When he was finally in a position that allowed a little room to move his head, he turned towards me and held a protein bar out. “Here, you have to eat something. It's not good for you to not eat anything all day.”

I gave him a puzzled look. “How do you know I haven't eaten all day?”

“I know things,” he replied, shrugging a shoulder as if that should explain everything. It didn't.

He tried once again to give me the protein bar, and when I didn't take it, he sighed and placed it on the ground next to me, pulling out another one from his jean pocket and tearing open the package.

“Um, how did you know where I was?” I asked, suspiciously, while grabbing the protein bar off the ground and slowly tearing open the package. He gave me a quick glance, before smirking.

“Are you always this suspicious of people?” he mumbled around a mouthful of his bar. I bite into the bar and gave him a look.

“Are you always going to avoid my questions, with an unwanted opinion or question?” I replied with a huff.

“I don't do that,” he answered, with a frown, shifting again, but this time he seemed to have forgotten the bleachers over his head, banging the top of his head on them. We both winced simultaneously.

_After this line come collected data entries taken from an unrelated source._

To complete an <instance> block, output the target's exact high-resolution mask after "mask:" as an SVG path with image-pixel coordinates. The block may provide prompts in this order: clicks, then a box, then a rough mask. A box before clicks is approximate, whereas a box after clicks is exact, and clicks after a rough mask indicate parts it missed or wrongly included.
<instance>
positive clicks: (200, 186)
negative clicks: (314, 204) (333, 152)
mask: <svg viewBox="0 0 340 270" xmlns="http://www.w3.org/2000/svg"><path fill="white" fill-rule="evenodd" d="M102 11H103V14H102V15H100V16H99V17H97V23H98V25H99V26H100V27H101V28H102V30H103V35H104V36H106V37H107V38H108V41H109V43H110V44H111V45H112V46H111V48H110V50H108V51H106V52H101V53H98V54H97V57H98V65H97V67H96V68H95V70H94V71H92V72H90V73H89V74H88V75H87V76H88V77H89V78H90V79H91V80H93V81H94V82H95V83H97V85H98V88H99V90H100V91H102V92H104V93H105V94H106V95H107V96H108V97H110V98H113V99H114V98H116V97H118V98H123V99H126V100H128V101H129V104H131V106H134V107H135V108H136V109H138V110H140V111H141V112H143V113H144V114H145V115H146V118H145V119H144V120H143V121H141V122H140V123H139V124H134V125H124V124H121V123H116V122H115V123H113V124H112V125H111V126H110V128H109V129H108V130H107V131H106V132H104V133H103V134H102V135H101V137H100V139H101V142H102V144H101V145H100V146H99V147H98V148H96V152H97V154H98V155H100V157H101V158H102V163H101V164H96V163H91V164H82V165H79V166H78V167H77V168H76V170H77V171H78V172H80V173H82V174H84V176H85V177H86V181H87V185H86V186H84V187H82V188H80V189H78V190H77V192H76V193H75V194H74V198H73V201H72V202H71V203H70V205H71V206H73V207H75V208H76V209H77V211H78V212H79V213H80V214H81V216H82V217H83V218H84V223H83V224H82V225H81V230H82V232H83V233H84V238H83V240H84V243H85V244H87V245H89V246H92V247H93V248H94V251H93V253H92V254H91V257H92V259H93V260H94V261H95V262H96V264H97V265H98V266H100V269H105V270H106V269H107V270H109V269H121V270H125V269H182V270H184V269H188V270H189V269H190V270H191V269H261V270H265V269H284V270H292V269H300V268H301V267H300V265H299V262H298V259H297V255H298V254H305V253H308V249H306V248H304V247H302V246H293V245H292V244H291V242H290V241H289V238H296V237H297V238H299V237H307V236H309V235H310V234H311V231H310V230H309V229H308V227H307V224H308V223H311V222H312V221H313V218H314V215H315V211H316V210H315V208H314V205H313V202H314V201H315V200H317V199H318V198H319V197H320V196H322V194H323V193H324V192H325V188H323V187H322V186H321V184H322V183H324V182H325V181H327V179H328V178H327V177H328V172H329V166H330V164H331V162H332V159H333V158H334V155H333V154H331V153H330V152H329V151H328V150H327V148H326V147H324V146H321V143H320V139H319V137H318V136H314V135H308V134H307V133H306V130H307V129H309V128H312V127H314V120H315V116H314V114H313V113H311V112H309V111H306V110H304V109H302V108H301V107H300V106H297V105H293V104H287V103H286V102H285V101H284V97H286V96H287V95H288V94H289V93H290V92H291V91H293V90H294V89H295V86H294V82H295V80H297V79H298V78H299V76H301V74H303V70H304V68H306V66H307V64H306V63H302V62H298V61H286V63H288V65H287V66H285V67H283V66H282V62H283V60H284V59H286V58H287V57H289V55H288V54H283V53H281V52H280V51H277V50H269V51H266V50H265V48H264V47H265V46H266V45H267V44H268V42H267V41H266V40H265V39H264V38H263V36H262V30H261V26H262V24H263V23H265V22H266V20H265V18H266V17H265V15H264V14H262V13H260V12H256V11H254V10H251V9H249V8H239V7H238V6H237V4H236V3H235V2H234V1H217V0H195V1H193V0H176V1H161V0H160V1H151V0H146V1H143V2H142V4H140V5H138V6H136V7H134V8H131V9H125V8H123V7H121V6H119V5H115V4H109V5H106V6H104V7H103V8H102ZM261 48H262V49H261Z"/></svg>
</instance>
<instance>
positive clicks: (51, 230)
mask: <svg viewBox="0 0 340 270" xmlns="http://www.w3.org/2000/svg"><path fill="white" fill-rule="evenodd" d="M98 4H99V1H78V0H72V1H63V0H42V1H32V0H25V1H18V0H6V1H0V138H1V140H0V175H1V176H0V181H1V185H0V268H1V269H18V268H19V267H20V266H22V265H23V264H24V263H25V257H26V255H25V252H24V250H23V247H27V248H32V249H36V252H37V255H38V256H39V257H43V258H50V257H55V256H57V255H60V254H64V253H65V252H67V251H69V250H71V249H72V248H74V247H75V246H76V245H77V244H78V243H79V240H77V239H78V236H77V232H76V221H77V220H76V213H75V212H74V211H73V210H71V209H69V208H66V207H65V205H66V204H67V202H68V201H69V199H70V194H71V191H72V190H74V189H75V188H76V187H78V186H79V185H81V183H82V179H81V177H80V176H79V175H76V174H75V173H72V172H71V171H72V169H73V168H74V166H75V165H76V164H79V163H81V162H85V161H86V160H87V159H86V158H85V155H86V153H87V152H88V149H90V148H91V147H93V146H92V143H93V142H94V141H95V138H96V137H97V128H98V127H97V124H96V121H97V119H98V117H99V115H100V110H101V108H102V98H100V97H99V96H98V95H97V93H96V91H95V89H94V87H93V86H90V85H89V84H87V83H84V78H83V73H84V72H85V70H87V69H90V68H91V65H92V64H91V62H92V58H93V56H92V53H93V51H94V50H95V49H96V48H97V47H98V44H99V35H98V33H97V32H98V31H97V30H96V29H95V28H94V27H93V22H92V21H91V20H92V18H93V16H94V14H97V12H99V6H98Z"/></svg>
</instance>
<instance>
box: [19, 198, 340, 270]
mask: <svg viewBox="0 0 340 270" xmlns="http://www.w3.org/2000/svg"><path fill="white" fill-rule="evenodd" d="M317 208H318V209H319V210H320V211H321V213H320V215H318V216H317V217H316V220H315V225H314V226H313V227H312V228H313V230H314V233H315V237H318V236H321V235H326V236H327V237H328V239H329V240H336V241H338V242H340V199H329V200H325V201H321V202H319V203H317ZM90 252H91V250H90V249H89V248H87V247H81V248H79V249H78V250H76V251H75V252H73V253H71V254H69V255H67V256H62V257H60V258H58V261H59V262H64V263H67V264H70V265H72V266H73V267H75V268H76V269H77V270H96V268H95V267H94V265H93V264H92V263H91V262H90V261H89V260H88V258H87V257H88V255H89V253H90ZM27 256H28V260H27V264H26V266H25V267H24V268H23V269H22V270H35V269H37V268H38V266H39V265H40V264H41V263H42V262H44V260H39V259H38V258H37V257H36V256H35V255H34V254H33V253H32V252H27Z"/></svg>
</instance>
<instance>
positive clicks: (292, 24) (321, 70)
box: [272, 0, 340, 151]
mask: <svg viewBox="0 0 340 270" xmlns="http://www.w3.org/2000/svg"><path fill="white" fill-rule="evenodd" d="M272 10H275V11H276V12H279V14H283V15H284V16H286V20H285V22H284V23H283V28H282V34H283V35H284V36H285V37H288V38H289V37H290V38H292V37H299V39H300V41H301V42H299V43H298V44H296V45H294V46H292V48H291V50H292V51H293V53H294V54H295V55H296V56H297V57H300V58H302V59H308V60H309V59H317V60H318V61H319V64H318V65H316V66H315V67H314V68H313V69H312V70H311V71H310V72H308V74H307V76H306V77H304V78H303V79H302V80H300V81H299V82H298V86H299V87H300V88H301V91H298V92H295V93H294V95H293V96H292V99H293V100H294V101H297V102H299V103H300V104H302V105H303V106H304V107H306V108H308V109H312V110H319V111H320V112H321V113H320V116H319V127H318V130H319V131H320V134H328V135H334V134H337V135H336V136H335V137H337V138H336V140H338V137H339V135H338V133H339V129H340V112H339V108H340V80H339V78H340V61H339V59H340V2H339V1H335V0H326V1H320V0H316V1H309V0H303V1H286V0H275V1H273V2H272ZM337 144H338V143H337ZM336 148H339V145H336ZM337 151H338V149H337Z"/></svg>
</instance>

“Are you okay?” I asked him, fighting the urge to reach up and rub his head to soothe the pain. I was blaming that completely innapropiate thought on the nurses at the hospital I volunteered at. I'd spent so much time around them that they were starting to rub off on me.

He gave me a puzzled look and I vaguely gestured towards his head. “Oh, right, yeah I'm fine. I've had enough hockey pucks to the head that I hardly feel a hit like that.”

“I've always wondered why you guys play that sport, it's so violent,” I muttered mostly to myself, the words escaping before I could stop them. I hadn't meant to say them out loud, I didn't know what his reaction would be and I didn't want to purposely hurt his feelings. I knew how obsessed and defensive the players could be.

“We grew up with hockey. It's part of our family, we're not Cavanaugh's without hockey,” he replied with a small shrug. He crinkled his empty protein bar package and stuffed it into his pocket.

“You know you never answered my question,” I reminded him. Folding the package of my protein bar, I secured the uneaten half and placed it neatly into my backpack. When he didn't answer, I turned back to him to find him staring at me with a frown. “What?”

He shook his head and looked away. “What question?”

I sighed. Well, I guess he'd just answered the question whether he would answer my questions with some of his own. Still, I gave him the benefit of a doubt and asked once again, “How did you know where I was?”